Storage level selection:
MEMORY_ONLY: Fastest, but recomputes if evicted. Use for data that’s cheap to recompute.MEMORY_AND_DISK: Spills to disk when memory is full. Default choice for most cases.DISK_ONLY: Slowest, but guaranteed to persist. Use for very large datasets.MEMORY_ONLY_SER: Serialized storage uses less memory but requires CPU for deserialization.

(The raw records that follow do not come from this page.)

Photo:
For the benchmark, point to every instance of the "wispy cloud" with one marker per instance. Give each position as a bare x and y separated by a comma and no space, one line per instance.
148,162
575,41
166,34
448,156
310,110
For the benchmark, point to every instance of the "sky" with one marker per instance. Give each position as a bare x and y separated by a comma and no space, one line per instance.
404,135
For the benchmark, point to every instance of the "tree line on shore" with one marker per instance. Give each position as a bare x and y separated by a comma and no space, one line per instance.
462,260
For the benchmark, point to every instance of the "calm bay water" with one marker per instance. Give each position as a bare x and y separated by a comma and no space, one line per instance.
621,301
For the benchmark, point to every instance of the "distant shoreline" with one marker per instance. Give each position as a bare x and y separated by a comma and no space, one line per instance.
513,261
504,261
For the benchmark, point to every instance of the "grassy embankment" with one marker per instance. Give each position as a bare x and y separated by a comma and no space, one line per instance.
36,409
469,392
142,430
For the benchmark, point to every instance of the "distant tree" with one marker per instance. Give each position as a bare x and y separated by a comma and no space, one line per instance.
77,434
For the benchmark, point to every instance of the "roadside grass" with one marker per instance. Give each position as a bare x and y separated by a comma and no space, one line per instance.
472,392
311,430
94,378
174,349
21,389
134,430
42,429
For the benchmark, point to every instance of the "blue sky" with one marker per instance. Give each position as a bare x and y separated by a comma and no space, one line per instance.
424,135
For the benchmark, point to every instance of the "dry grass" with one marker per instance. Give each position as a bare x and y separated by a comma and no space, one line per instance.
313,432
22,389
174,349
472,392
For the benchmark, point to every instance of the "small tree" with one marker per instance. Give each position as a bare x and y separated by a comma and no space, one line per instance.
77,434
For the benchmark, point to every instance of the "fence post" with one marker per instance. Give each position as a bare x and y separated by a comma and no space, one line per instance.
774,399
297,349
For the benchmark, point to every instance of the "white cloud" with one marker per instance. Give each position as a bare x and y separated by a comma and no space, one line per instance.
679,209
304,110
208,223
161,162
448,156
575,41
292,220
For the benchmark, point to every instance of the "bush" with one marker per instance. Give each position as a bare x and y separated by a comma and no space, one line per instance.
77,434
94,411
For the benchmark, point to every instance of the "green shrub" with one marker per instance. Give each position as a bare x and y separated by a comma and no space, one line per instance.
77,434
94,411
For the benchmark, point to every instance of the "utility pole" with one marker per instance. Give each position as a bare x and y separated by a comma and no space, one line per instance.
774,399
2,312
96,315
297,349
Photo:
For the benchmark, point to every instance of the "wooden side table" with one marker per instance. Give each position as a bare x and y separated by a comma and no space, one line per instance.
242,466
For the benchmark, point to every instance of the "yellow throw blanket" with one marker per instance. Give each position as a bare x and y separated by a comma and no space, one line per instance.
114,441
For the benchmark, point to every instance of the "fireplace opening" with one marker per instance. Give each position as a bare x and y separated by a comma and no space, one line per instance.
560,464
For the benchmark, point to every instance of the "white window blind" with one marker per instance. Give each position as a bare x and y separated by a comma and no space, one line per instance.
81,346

Monitoring and Debugging Tools
Enable GC logging to diagnose memory pressure:
spark = SparkSession.builder \
.config("spark.executor.extraJavaOptions",
"-XX:+PrintGCDetails -XX:+PrintGCTimeStamps") \
.getOrCreate()
OOM Troubleshooting Checklist:
- Check Spark UI Stages tab for skewed tasks (max duration » median)
- Review Executors tab for memory usage patterns
- Search logs for
OutOfMemoryErrorto identify driver vs. executor - Look for
collect(),toPandas(), orbroadcast()on large data - Verify shuffle partition count matches data volume
- Confirm cached DataFrames are unpersisted after use
- Check for Cartesian joins or exploding arrays
When all else fails, enable adaptive query execution in Spark 3.0+:
spark.conf.set("spark.sql.adaptive.enabled", "true")
spark.conf.set("spark.sql.adaptive.coalescePartitions.enabled", "true")
spark.conf.set("spark.sql.adaptive.skewJoin.enabled", "true")
AQE automatically handles partition coalescing and skew joins at runtime, eliminating much of the manual tuning described above. It’s the single most impactful configuration for Spark 3.x deployments.